The possibility that the universe is curved had been posited earlier and independently by the mathematicians Riemann and Clifford. Minkowski had elaborated on the Special Theory, which applies to a notional flat spacetime, with his spacetime diagram, describing how a vector moves along its own timeline relative to constant spacetime. It is a pictorial representation of how inertial frames of reference in uniform motion relate to each other in the Special Theory. The General Theory goes much further by accounting for the acceleration in 4-dimensional curved spacetime of tensors (the non-Euclidean version of the vector). The difference is that the presence of matter creates the curvature of spacetime, and the tensors, of which there may be as many as 16, describe this curvature. Fortunately for the curious general reader, such as myself, who has no background in higher mathematics or cosmology, this is all laid out in a refreshingly straightforward scheme that requires no headache-inducing attempts to grasp equations. Indeed, it is almost tempting to wonder what is so terribly difficult about all this stuff about spacetime curvature, gravitational lensing and all the rest of it, so lucid is Gribbin’s treatment of the material.
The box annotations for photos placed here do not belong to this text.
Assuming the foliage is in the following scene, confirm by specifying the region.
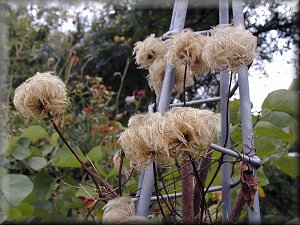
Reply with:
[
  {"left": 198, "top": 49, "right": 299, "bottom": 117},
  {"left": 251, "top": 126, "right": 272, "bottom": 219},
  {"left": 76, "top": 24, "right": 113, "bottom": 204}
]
[{"left": 0, "top": 1, "right": 299, "bottom": 222}]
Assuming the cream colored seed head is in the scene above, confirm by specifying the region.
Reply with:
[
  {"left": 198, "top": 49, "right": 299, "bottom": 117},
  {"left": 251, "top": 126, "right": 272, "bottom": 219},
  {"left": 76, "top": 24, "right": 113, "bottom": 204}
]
[
  {"left": 202, "top": 25, "right": 257, "bottom": 72},
  {"left": 13, "top": 72, "right": 69, "bottom": 119},
  {"left": 133, "top": 34, "right": 167, "bottom": 68}
]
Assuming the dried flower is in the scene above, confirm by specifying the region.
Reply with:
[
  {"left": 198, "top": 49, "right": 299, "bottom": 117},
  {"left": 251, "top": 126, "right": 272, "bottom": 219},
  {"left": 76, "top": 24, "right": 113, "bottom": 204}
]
[
  {"left": 13, "top": 72, "right": 69, "bottom": 119},
  {"left": 102, "top": 197, "right": 151, "bottom": 224},
  {"left": 202, "top": 25, "right": 257, "bottom": 72},
  {"left": 119, "top": 107, "right": 216, "bottom": 170},
  {"left": 164, "top": 107, "right": 217, "bottom": 153},
  {"left": 166, "top": 29, "right": 197, "bottom": 67},
  {"left": 133, "top": 34, "right": 167, "bottom": 68}
]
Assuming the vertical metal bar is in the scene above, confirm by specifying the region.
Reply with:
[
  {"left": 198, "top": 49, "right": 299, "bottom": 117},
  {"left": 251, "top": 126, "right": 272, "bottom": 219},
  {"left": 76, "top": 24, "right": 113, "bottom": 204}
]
[
  {"left": 232, "top": 0, "right": 261, "bottom": 224},
  {"left": 136, "top": 0, "right": 188, "bottom": 216},
  {"left": 219, "top": 0, "right": 231, "bottom": 223}
]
There is an illuminating though necessarily not comprehensive account of Einstein’s personal life as it related to his work (after all, the book is about a specific aspect of his work, not a full-blown biography), enough to show the real human being behind the image of the secular saint and omniscient genius. It shows how Einstein’s theories, brilliantly conceived though they are, did not emerge ex nihilo; his great predecessors such as Maxwell, Boltzmann, Planck, Minkowski, et al were working in a scientific culture that grows out of the ingenuity of many minds. However, the singular genius of Albert Einstein shines through. It has been said that the Special Theory would have been developed by somebody around that time if Einstein had not done so; but the General Theory could probably only have been produced by his uniquely fertile imagination. The book ends with an account of the scientific legacy of the General Theory (black holes, time dilation, wormholes, etc) and Einstein’s final years.

This book is pitched at a level which the non-specialist can appreciate without being condescending or irritatingly chummy. It deals with complex ideas that have profoundly changed our understanding of the universe’s structure and workings, ideas which will continue to affect humanity’s future in ways we can only guess at. If you want to get Einstein’s work, get this book.